Les titres des Cowboy Junkies ne souffrent pas de la concurrence. “200 More Miles” est habitée par le subtil Ryan Adams, en état de grâce ce jour-là. Une belle ballade d’un classicisme absolu, le récit banal d’une vie quotidienne à Nashville que Neil Young aurait signé des deux mains, surtout à l’époque. Un des sommets de cet album. Il faut aussi rendre hommage à Natalie Merchant qui, entre autres éclats et avec la complicité de Jeff Bird, sublime au piano “To Love Is To Bury”, déchirante mélopée tombée du ciel. “Dreamings My Dreams With You” est au contraire délicatement maltraitée par l’interprétation ténébreuse d’un Vic Chesnutt ému d’être là, toujours aux côtés de la belle Margo. Et quand il s’agit de déclamer un country-blues râpeux tel “Postcard Blues”, l’écorché est sans conteste l’homme de la situation.

L’album est livré avec un DVD qui propose, outre un documentaire un peu plan-plan (excepté sur la partie dédiée à Ryan Adams, décidément attachant par son attitude de petit garçon émerveillé), l’intégralité de la session. Et de constater que les moyens ne sont plus les mêmes qu’à l’époque du premier enregistrement. Eclairage architectural et complexe, disposition scénique concentrique hyper travaillée, et surtout, matériel de captation sonore conséquent. Peu importe, passé une première sensation mollassonne, on est vite happé par la prestation, aidé par les voix si différentes et pourtant si complémentaires de deux chanteuses uniques. Sans compter sur la sobriété, la concentration et le sérieux des musiciens, tous excellents.

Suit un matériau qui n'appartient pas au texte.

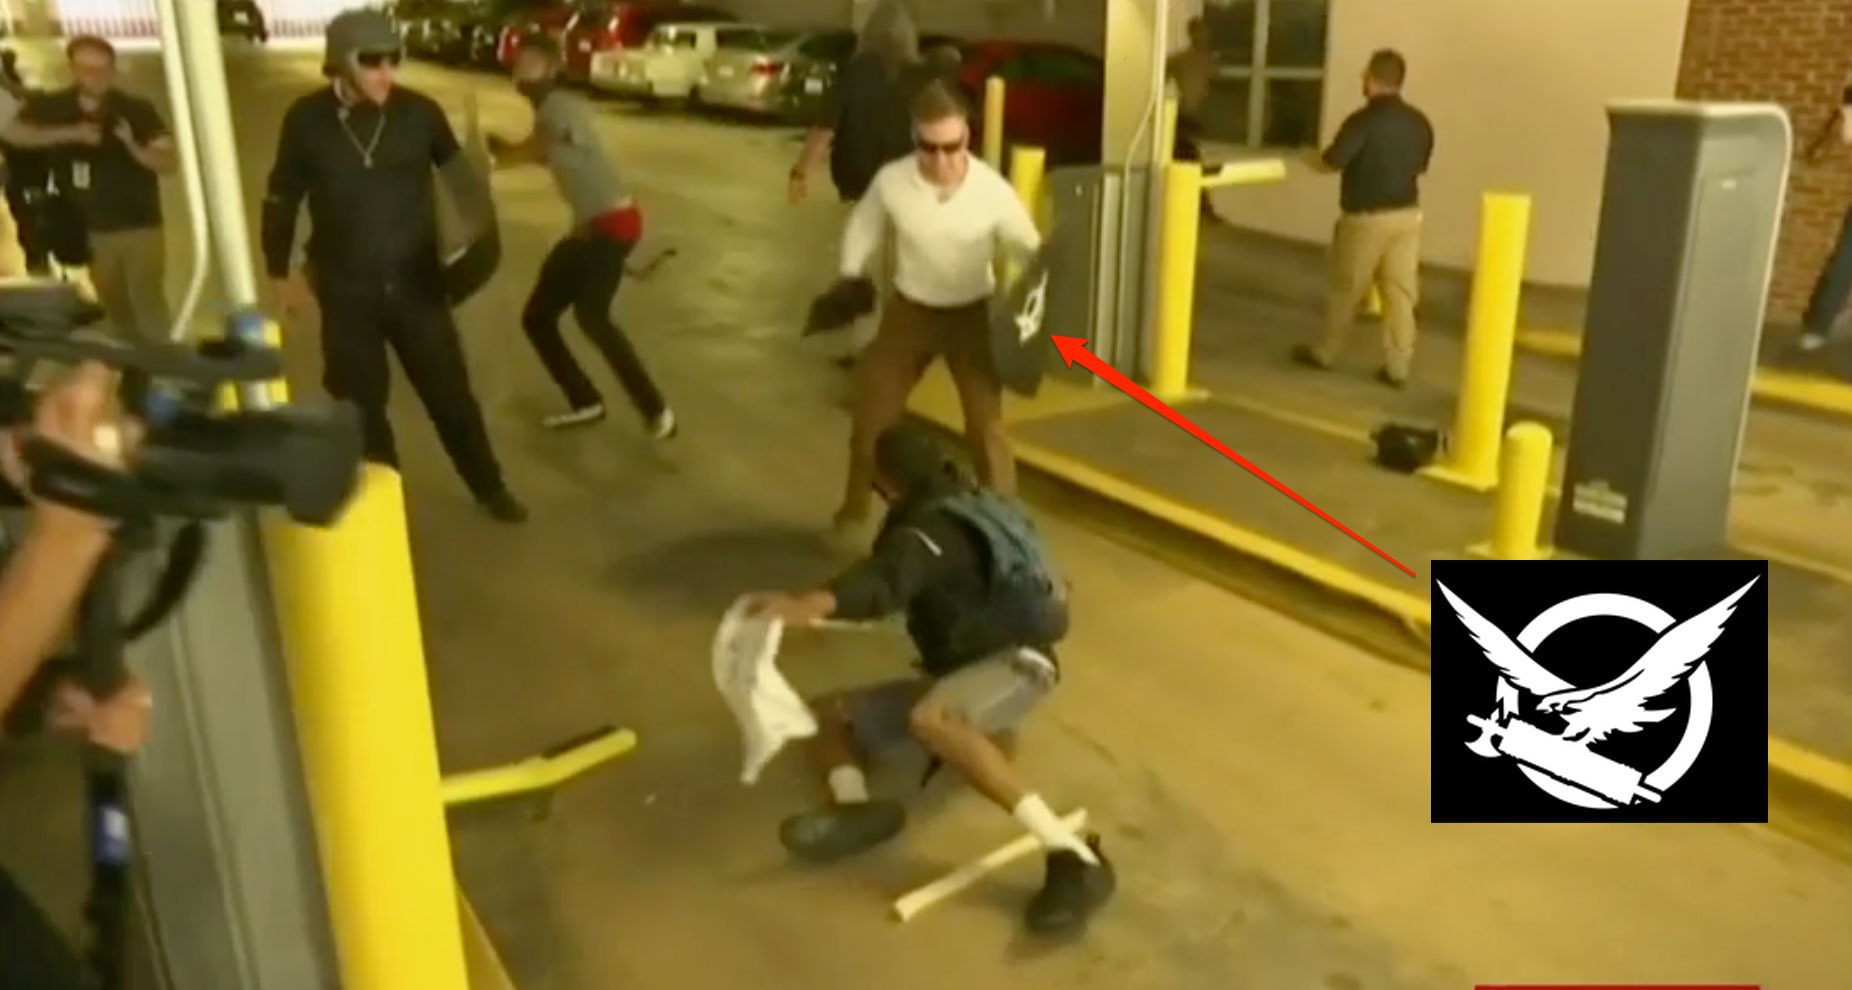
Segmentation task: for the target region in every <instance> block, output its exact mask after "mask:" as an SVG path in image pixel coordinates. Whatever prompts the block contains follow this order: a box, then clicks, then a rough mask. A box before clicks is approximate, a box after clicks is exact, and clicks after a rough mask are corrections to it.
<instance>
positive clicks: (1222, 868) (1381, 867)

A la place d’une réunion d’anciens combattants, en manque de reconnaissance au moment où la country-folk connaît une énième jeunesse, voici l’exécution en direct d’un disque élégiaque par des musiciens humbles et pourtant parfaits. On comprend dès lors pourquoi Townes Van Zandt avait pris ce groupe sous son aile. De vrais folkeux, respectueux, constructifs et surtout inspirés. Même si le reste de leur carrière est une autre histoire.